Commonsense psychology



I’ve been reading Andrew Gordon and Jerry Hobbs’s series of papers on commonsense psychology. Their research agenda was to develop formal theories covering concepts related to human mental states and processes, with the eventual goal of supporting automated commonsense reasoning. The theories are sets of axioms in first-order predicate calculus.

Their results are fascinating, but I found their methods even more interesting. The 2004 AI Magazine paper “Formalizations of Commonsense Psychology” outlines the methodology, which built on earlier work by the same authors.

Gordon (2001b) devised a methodology for outlining the full scope of representational requirements for planning strategies. This methodology involved the collection and analysis of a large corpus of planning strategies across many different planning domains. Three hundred seventy-two strategies were collected in ten different planning domains (business, counting, education, Machiavellian politics, performance, relationships, scientific practice, warfare, and the anthropomorphic domains of animal behavior and cellular immunology). These 372 strategies were collected by analyzing texts that were encyclopedic of strategies within the domains, by interviewing domain practitioners, and through the interpretive observation of activities within domains. Preformal representations of the strategies were authored to identify the concepts that participated in all instances of each of the strategies, regardless of the specifics of the planning situation.

The concepts were grouped into 48 representational areas. Eighteen of the areas were set aside because they were well covered by other formal theories (e.g., of time or notions of agency). The remaining 30 areas related to the mental states and processes of people. Those areas are the purview of commonsense psychology.

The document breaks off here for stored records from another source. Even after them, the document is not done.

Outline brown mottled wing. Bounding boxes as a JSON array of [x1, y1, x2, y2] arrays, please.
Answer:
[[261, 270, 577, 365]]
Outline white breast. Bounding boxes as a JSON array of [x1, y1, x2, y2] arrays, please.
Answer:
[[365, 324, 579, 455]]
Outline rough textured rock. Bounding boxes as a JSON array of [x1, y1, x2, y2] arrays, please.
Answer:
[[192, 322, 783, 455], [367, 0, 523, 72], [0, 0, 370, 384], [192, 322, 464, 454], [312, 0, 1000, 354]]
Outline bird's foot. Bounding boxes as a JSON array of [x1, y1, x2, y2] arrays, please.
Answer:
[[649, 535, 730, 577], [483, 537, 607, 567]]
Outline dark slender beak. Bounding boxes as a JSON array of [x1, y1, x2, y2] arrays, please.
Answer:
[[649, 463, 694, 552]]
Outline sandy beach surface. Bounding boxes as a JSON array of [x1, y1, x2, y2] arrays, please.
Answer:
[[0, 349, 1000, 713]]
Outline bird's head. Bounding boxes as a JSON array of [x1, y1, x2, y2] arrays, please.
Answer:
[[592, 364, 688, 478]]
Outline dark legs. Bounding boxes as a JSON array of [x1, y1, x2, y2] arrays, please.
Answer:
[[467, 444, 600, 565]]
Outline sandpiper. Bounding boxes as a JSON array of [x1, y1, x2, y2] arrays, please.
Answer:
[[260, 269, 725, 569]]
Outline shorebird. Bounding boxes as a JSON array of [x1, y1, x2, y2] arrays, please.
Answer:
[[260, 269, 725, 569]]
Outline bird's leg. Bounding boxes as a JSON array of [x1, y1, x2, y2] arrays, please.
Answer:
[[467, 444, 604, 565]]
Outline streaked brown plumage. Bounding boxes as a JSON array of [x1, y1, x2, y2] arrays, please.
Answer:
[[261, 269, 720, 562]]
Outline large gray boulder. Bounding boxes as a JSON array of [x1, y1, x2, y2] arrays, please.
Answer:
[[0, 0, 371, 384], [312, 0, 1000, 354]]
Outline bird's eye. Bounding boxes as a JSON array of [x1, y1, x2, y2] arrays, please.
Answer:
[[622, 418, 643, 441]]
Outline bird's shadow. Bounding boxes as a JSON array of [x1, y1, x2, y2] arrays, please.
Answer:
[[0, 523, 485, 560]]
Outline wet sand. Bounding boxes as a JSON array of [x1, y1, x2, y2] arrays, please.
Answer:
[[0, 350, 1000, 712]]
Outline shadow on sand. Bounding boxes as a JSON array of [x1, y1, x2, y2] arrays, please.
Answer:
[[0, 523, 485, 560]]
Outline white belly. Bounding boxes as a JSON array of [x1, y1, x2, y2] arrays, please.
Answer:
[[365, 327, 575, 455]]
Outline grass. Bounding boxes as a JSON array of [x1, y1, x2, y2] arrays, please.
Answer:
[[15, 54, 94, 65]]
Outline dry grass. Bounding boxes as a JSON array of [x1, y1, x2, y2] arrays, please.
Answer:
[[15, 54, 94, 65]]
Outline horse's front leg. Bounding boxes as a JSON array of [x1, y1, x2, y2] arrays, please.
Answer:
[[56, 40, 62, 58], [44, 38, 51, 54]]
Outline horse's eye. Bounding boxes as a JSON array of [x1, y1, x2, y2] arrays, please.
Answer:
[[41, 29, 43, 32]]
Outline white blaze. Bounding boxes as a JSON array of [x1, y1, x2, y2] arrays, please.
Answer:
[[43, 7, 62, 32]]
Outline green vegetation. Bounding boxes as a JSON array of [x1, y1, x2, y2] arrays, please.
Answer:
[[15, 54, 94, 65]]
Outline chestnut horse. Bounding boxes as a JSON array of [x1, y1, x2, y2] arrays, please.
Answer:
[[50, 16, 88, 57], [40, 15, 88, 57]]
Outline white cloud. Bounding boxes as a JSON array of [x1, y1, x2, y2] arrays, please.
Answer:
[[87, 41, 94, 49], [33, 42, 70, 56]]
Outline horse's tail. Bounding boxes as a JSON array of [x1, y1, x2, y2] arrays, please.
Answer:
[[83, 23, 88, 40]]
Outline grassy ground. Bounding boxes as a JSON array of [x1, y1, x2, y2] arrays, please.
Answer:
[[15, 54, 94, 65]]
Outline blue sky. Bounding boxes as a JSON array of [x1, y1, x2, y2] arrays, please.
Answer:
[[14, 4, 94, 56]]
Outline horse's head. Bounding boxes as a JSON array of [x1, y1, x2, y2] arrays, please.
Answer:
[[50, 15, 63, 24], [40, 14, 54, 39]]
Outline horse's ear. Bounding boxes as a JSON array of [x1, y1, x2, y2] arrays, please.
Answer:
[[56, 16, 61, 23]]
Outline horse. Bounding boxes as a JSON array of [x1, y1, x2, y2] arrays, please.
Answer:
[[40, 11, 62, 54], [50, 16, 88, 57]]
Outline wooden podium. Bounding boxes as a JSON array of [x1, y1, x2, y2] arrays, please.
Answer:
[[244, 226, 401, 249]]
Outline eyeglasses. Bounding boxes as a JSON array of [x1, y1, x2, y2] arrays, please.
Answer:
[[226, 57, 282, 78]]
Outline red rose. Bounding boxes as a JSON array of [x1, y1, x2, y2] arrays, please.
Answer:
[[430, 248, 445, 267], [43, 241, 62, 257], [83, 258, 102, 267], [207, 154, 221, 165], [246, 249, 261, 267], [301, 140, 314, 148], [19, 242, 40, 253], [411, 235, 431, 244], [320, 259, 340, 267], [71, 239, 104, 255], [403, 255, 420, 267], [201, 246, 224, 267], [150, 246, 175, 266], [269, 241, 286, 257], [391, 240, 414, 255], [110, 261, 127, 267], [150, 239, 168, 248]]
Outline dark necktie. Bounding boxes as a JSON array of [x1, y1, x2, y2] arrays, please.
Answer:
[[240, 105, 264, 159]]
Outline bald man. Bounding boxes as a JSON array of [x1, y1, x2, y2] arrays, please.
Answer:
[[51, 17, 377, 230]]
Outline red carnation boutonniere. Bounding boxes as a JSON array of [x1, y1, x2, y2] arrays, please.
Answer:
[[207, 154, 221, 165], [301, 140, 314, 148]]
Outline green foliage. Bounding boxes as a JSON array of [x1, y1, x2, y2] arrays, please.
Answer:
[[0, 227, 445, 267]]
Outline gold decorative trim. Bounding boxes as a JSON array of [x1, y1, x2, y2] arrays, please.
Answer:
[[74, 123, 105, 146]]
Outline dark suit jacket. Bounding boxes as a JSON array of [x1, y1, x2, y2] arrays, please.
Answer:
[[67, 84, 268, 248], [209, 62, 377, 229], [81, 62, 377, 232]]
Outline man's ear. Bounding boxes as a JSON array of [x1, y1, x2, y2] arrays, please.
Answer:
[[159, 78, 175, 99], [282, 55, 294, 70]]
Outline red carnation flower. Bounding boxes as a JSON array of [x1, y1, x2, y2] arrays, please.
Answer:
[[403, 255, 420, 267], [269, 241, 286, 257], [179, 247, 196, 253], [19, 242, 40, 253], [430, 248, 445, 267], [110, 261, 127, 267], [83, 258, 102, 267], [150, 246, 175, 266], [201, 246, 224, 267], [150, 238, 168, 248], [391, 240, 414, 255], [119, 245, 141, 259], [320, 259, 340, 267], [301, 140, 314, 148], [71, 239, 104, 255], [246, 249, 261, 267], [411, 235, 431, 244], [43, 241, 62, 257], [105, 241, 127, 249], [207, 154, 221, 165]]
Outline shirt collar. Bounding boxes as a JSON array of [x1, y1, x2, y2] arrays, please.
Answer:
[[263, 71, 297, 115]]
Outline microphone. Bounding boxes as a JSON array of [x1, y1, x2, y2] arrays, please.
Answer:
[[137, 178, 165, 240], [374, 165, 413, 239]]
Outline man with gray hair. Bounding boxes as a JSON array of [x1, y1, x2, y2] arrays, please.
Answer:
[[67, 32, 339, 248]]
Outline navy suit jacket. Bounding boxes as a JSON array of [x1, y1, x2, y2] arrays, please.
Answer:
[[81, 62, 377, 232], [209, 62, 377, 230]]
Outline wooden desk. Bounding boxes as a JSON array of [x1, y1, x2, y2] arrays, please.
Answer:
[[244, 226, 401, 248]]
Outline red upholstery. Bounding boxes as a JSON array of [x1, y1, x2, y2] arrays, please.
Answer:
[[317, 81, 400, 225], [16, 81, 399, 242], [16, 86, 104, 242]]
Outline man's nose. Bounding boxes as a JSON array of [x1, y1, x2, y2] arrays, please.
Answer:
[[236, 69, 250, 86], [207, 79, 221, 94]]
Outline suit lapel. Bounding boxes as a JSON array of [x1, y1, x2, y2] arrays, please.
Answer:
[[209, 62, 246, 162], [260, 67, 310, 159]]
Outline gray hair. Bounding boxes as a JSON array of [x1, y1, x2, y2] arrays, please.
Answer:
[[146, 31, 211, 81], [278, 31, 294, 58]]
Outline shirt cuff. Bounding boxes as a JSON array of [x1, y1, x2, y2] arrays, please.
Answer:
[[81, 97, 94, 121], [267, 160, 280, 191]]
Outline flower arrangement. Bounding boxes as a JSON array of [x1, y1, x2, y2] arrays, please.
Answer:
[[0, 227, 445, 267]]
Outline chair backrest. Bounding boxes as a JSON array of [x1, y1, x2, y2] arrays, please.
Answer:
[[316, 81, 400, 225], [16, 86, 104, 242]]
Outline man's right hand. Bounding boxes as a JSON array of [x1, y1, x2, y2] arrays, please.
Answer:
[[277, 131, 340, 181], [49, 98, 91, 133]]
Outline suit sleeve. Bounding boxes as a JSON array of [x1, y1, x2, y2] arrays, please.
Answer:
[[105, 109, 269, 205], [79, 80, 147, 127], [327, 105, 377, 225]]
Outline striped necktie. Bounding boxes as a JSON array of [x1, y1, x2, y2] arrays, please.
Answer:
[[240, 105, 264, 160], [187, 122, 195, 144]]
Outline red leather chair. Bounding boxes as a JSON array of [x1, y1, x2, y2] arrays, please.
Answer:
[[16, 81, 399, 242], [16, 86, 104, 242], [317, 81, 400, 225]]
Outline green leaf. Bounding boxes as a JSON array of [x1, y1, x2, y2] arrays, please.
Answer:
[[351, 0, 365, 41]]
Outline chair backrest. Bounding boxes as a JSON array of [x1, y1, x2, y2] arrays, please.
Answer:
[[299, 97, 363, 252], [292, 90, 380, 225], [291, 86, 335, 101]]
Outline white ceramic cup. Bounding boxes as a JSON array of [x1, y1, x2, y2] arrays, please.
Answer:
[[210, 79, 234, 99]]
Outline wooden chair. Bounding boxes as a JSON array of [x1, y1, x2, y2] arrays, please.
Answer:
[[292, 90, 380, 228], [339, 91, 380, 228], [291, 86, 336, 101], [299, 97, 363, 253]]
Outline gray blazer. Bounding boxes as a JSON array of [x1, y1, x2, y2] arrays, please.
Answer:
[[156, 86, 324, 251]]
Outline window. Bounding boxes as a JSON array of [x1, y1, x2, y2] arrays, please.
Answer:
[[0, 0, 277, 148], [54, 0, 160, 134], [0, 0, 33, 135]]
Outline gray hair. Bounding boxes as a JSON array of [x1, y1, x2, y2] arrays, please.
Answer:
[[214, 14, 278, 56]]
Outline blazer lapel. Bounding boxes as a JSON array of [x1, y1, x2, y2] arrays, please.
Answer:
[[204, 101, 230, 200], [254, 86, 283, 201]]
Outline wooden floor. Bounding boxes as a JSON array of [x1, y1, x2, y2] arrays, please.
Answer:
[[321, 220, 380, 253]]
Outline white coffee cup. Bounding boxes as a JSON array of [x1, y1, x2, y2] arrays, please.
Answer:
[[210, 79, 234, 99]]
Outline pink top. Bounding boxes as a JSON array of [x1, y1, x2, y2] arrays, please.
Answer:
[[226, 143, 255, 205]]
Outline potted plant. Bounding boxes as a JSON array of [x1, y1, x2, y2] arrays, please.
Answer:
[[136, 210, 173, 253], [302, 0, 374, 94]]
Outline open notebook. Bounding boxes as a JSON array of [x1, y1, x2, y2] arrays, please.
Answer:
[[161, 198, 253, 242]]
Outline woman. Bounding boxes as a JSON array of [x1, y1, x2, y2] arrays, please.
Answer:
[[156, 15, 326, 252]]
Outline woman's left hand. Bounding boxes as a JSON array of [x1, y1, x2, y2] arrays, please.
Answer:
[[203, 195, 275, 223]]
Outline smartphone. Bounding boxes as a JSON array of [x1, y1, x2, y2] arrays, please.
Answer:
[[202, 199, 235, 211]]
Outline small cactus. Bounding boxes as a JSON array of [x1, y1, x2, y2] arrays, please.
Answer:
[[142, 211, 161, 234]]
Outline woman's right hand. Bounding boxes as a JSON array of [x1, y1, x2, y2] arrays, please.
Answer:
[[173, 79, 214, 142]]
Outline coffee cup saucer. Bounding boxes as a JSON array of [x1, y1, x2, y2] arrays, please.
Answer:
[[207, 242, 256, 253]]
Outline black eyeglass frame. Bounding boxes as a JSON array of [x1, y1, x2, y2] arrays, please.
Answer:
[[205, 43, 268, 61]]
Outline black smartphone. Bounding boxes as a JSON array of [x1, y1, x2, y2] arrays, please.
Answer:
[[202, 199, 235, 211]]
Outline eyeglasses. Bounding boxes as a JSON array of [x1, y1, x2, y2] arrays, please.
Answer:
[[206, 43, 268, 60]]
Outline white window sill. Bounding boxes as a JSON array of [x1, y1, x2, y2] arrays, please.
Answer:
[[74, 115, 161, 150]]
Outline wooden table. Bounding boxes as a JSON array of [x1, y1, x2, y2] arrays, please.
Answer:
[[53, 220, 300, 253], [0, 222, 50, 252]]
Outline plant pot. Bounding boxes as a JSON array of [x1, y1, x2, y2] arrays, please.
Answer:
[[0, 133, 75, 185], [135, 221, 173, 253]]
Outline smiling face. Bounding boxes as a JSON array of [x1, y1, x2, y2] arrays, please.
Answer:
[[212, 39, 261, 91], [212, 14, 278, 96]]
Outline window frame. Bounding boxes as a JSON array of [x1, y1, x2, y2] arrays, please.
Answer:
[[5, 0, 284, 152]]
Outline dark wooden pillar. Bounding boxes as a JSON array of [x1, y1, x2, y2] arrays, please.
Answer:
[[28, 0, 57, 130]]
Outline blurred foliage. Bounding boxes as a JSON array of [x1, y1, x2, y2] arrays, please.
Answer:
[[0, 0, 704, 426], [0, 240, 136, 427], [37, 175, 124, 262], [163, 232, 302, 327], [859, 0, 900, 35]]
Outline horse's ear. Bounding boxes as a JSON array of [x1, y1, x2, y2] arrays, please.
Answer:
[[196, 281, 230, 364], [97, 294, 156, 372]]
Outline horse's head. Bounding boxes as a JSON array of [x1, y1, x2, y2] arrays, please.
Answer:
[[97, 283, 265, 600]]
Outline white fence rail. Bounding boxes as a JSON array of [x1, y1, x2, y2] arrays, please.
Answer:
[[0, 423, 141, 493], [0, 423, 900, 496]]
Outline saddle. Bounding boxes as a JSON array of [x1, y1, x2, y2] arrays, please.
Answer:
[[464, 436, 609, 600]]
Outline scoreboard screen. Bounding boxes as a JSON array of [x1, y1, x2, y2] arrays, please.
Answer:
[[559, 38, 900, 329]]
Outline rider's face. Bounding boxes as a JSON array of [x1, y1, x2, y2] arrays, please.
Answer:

Starting from the representational areas, Gordon & Hobbs created a new methodology to support the formal theories:

  1. Expression elicitation: “identify an initial set of natural language words, expressions, and whole sentences that native speakers judge to be expressive of concepts related to the given representational area”
  2. Lexical expansion: “use the initial expressions to seed a more thorough search for related words and expressions in a range of linguistic reference resources”
  3. Corpus analysis: “collect a large database of real examples of the use of language related to the representational area by encoding the relevant vocabulary into finite-state automata that can be applied to large text corpora”
  4. Model building: “review the results of the corpus analysis step to identify the conceptual distinctions made in real language use” in order to “identify a set of conceptual primitives to be used in an axiomatic theory”

The paper goes on to present the results of this process for one of the representational areas, Memory.